Entre a Mesmice e a Fuga do Mesmo

Existe algo na minha vida que me intriga bastante. Esse algo é justamente este paradoxo entre a mesmice e a fuga do mesmo na minha vida. O que me deixa mais satisfeito? A mesmice ou justamente o ato de escapar dela?

A mesmice me parece que é uma fuga que a nossa vida intuitivamente nos propõe a fugir da dor, da derrota e da frustração. Nos dá uma sensação de conforto instantâneo, alívio e de certa forma nos conduz a atitudes iguais às dos outros. É um sentimento rebanhado, de uma maioria que faz parte de um enorme grupo que naturalmente sempre está à nossa volta. Pode soar estranho, mas subentende-se que essa enorme maioria geralmente é feliz. Entretanto, seria essa uma felicidade de capa, de superfície, uma embalagem que mascara aquele verdadeiro sentimento que um espírito livre é capaz de proporcionar.

O grupo oposto é composto de pessoas que são contra essas posturas mesmas e iguais às dos outros. São uma pequena minoria. São pessoas fisicamente iguais às outras, porém elaboram em si pensamentos universais completamente diferentes daqueles que vieram de uma mesmice. São questionadores, sempre interrogam tudo que está em sua volta e sempre tendem a buscar a sua verdade absoluta. Às vezes não, evidentemente, contanto que não se pode deixar de adjetivá-los como criaturas humanas que refletem pensamentos em torno de si e em sua volta, que buscam um norte no seu dia-a-dia e ficam intrigados com as coisas tais como efetivamente são. Dá a entender que esse grupo se frustra mais e ao mesmo tempo fica revoltado e insatisfeito com as situações naturais que são deparadas no decorrer da sua vida. A pessoa desse grupo sempre se intriga em várias situações pelas quais a mesmice se manifesta e muitas vezes pode sofrer bastante com isso, por se tratar de uma minoria. Talvez não, pelo fato de se achar diferente e também por acreditar veementemente naquilo que o incomoda. E, para muitos desses poucos, essa pode ser uma felicidade interior e verdadeira.

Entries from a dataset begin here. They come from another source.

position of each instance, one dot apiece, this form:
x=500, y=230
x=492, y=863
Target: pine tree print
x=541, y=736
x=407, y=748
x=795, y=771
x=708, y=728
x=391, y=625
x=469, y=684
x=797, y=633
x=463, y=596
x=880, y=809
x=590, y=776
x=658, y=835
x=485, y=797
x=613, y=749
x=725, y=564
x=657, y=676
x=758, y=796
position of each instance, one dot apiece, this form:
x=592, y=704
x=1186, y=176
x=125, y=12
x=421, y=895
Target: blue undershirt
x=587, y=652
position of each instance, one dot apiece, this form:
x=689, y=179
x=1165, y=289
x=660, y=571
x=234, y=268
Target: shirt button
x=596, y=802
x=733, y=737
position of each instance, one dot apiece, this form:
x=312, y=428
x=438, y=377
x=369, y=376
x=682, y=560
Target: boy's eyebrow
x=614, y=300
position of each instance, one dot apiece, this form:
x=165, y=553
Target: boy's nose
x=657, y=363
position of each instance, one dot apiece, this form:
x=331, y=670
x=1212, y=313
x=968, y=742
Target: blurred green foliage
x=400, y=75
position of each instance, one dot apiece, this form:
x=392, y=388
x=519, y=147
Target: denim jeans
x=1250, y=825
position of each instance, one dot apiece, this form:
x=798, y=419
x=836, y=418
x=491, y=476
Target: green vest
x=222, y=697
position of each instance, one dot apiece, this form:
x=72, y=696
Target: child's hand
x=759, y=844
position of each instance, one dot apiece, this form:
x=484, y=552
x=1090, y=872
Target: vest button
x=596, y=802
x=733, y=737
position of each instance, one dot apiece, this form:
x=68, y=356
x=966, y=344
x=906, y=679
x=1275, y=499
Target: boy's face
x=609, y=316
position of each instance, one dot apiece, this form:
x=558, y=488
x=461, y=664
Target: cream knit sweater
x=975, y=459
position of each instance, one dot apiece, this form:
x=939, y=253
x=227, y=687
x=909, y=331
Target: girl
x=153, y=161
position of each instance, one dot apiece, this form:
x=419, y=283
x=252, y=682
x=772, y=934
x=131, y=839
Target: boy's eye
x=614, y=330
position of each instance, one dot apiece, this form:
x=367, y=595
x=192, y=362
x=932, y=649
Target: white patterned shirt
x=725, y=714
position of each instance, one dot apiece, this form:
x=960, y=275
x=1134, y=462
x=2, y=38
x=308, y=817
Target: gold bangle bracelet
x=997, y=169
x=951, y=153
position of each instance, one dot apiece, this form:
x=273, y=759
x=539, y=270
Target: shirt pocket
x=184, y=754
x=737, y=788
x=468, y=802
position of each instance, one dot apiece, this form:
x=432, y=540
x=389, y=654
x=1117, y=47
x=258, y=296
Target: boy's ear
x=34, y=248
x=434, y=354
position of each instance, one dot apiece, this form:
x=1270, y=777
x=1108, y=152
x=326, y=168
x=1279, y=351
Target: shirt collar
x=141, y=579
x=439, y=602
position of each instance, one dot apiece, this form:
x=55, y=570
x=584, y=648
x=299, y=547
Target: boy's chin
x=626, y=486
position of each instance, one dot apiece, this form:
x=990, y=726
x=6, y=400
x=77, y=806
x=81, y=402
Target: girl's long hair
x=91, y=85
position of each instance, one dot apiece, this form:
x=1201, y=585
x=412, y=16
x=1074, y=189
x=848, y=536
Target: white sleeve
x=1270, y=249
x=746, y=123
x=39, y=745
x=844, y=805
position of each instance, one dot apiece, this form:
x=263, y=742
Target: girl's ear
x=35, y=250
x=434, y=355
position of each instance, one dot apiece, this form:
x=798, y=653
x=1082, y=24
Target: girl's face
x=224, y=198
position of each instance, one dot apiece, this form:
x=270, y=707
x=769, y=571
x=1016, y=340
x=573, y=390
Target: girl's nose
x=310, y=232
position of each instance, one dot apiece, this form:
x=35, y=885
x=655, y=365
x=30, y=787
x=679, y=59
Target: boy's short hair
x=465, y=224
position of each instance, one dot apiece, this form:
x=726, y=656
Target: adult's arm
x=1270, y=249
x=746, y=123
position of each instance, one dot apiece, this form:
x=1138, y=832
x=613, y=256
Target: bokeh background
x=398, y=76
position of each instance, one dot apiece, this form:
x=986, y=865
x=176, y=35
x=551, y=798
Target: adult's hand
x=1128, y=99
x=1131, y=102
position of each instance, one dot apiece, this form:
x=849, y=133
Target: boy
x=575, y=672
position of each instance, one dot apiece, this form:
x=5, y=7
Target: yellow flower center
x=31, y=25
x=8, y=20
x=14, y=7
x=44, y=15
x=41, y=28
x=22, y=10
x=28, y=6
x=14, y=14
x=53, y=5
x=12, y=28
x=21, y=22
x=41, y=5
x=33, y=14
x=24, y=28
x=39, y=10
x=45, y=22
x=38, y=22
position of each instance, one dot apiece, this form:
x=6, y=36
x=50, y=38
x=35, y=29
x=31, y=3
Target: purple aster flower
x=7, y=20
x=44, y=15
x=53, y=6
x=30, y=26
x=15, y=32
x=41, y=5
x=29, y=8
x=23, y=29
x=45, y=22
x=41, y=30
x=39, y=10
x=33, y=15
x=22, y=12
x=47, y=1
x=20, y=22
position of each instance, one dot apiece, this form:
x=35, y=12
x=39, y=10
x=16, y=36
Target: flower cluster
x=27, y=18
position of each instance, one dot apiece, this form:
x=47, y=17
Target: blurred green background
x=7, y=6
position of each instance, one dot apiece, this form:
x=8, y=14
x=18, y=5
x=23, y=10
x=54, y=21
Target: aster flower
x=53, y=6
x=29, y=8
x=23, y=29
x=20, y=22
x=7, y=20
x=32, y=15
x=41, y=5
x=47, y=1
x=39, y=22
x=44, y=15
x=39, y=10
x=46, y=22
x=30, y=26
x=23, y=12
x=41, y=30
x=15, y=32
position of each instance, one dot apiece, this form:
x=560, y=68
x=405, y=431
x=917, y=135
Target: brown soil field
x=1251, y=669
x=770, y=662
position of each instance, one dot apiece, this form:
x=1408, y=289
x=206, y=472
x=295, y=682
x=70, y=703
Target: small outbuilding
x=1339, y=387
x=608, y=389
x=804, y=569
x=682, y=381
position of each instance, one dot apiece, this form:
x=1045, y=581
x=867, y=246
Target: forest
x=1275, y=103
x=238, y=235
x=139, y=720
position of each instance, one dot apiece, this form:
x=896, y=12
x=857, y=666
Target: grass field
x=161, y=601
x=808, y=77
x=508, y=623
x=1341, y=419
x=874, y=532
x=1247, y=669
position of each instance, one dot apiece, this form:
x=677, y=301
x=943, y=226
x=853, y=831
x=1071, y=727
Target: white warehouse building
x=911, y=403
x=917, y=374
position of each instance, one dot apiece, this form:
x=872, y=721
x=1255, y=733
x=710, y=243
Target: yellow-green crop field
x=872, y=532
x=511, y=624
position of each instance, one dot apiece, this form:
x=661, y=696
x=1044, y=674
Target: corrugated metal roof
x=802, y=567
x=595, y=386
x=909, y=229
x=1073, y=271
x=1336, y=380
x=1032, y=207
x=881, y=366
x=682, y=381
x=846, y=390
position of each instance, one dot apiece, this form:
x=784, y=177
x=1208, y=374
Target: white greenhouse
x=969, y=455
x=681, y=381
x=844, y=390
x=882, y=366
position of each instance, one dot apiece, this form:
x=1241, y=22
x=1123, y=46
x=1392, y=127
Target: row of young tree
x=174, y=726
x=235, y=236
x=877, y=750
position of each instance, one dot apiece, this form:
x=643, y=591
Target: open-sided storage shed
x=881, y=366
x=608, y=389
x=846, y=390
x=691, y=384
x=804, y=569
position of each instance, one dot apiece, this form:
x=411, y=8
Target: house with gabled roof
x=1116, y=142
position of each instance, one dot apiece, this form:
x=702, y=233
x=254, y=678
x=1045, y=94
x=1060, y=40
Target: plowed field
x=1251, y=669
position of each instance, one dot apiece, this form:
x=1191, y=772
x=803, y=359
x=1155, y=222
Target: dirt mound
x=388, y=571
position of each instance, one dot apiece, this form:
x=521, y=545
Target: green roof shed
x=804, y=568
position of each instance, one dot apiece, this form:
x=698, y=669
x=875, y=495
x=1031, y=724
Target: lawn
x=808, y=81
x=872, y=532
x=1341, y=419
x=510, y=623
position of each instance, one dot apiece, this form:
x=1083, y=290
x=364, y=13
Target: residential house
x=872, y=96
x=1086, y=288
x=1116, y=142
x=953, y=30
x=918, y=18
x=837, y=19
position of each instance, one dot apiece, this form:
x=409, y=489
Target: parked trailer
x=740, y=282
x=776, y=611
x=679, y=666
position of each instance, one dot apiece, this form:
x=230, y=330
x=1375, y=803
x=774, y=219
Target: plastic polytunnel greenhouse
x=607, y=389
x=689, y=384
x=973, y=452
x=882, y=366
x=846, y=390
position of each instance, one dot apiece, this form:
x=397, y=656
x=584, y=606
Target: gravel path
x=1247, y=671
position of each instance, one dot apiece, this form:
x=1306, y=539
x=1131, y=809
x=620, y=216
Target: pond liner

Fico questionando qual o caminho que eu devo tomar, ao observar que tenho vários conhecidos que sequer se questionam sobre si mesmos. De conhecidos que, quando começo a comentar sobre assuntos do tipo, sequer começam a discutir algo parecido e encerram-me dizendo que eu estou viajando. Será, portanto, que não faço parte do grupo arrebanhado e fico intrigado como poucos acerca dessas questões reflexivas e existenciais? Seria isso um problema?

Para os mesmos, isso é um problema. Ainda mais quando se trata do atual, do hoje em dia. Para os mesmos, compensa mais ser igual aos outros e buscar na sua unidade algo plural e coletivo, para que os desvios da sua mesmice sejam mascarados. Para os mesmos, vale a pena buscar um modelo global para que ele se frustre menos e o outro não perceba a sua fraqueza natural e interior. Até para ele “mesmo” a sua maneira plural de viver lhe cai muito bem pelo fato de omitir algumas frustrações no seu pensamento interior e na sua unidade. Parece que essa sensação pode deixar em si um falso conforto, uma falsa alegria e uma falsa comodidade momentânea que não o faz se distinguir dos outros. Para os mesmos, isso seria, portanto, uma válvula de escape.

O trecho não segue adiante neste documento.